USA

August 2, 2006

Iraq's power supply has reached prewar levels, but violence and corruption are slowing reconstruction, said the independent Special Inspector General for Iraq Reconstruction on Monday. The US government watchdog group called Iraq's May elections a huge step forward, but criticized the country's "lethal environment" and rampant corruption, citing a poll that showed that one-third of Iraqis paid a bribe this year to get products or services.

Colorado Gov. Bill Owens signed a tough package of immigration laws Monday that would cut off some 1 million people from receiving most state and federal benefits unless they can prove they are US residents. The state will grant temporary waivers to applicants at driver's license bureaus and will ease restrictions on an estimated 4,000 people in nursing homes.

Federal land management agencies are being asked to make more employees available to fight wildfires because crews and equipment have been stretched to the limit by nearly 60 major blazes around the West. More than 24,000 firefighters were battling fires across the West this week, including 58 large fires of 500 acres or more.

Hundreds of seniors evacuated Chicago's South Side when a power failure struck during Monday's 99-degree weather. City officials offered air-conditioned buses and dormitories to the seniors as utility workers scrambled to fix the outages.

Holy Land Foundation top fundraiser Abdel-Jabbar Hamdan walked out of a detention facility in San Pedro, Calif., on Monday, more than two years after the government claimed his charity funneled millions of dollars to the Palestinian militant group Hamas. Hamdan, who has never been charged with terrorism, was imprisoned while appealing an immigration conviction for overstaying a student visa he got 27 years ago. Federal authorities lost their last-ditch effort to keep Hamdan locked up, but promised to continue pressing for his deportation.

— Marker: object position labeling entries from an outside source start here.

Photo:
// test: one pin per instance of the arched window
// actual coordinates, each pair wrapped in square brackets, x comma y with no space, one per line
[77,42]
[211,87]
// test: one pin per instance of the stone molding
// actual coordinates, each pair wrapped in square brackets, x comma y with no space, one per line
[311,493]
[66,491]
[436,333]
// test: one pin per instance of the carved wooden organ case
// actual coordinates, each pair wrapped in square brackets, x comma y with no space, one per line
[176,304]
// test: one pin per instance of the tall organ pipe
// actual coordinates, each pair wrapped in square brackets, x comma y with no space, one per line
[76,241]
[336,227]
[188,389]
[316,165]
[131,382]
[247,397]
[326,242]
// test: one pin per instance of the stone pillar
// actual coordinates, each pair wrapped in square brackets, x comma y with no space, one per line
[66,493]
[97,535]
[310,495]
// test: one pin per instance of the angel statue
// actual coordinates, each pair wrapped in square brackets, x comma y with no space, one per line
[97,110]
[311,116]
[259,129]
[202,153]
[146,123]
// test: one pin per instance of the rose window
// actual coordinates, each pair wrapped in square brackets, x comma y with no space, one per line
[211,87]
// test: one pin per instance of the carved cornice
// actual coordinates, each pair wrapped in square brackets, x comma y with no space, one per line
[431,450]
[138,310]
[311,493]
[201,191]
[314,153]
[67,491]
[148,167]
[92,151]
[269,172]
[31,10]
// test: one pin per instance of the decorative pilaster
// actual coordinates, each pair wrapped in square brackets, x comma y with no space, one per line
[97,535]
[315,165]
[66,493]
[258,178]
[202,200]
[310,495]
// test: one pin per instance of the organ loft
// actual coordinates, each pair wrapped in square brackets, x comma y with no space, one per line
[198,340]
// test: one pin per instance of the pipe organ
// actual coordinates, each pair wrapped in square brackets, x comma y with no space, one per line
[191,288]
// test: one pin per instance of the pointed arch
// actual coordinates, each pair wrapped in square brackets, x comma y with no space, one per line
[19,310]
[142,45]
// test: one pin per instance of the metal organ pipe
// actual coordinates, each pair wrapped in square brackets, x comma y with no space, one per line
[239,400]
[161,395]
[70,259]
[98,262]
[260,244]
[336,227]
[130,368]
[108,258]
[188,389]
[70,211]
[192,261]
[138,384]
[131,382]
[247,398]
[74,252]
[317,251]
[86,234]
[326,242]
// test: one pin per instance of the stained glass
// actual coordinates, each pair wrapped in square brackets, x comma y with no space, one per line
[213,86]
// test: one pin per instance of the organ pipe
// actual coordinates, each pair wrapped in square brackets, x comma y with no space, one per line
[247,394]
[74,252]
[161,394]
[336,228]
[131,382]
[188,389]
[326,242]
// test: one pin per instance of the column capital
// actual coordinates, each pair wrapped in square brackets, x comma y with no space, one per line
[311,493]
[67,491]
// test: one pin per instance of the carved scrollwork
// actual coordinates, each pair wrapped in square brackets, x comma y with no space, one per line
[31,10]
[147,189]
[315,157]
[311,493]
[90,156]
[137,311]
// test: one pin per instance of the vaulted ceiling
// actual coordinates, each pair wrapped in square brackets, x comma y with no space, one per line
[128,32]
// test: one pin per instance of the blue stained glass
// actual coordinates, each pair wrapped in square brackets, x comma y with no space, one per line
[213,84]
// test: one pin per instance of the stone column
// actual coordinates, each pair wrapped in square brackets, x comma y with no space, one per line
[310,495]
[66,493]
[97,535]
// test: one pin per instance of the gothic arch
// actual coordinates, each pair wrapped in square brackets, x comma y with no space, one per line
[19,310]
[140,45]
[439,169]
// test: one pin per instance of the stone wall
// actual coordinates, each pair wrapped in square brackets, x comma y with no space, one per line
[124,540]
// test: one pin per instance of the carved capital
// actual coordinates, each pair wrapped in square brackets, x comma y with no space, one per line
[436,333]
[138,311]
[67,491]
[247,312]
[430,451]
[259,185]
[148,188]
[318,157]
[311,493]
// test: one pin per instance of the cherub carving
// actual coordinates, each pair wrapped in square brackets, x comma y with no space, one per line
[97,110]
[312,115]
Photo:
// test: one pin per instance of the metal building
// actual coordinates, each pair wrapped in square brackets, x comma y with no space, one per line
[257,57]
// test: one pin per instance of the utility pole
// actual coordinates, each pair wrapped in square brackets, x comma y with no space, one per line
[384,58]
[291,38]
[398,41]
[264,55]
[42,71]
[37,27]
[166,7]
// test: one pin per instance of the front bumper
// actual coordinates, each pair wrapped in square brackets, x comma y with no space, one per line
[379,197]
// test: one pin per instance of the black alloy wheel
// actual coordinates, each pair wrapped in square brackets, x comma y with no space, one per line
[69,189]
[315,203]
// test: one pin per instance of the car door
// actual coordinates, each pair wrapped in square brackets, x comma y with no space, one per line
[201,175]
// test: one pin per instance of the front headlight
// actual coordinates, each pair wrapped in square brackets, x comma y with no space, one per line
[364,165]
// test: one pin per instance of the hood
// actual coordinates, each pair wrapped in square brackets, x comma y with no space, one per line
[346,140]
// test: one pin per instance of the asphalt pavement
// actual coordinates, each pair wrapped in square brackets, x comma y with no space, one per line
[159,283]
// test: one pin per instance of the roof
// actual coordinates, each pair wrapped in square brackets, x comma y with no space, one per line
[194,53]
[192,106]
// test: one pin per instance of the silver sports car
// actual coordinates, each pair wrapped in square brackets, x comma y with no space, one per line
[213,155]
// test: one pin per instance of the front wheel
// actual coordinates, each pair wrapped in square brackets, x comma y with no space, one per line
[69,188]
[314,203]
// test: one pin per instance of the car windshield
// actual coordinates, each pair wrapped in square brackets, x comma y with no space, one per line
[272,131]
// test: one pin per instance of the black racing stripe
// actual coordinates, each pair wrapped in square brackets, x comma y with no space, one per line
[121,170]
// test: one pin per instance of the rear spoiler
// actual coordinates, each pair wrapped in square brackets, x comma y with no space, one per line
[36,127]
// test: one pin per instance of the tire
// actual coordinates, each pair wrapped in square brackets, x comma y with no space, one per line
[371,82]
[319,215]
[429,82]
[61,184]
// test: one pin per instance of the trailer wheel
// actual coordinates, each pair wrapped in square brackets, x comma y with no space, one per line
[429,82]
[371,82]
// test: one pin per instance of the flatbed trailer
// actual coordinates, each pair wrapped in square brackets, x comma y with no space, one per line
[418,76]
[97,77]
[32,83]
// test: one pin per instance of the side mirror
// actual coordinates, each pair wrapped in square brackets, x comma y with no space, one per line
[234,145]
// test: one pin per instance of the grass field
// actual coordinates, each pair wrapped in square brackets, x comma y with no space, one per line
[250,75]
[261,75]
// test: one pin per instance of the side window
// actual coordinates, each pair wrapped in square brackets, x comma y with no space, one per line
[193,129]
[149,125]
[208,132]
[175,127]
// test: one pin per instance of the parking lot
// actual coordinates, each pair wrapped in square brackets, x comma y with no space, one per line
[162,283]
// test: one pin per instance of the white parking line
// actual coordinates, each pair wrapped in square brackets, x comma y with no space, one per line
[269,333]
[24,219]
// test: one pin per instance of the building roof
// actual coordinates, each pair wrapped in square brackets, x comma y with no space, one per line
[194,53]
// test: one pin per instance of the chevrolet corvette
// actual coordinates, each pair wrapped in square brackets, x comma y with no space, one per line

The 2006 Atlantic hurricane season will not be as active as initially projected, due in part to a cooling of ocean temperatures this summer, private forecaster WSI Corp. said in its updated tropical weather outlook released Monday. Some 14 named storms will form this year, with four of them becoming major hurricanes with winds over 111 miles per hour, WSI predicted.

National Hurricane Center director Max Mayfield told President Bush in Miami on Monday that data linking devastating storms, like last year's hurricane Katrina, to global warming were inconclusive.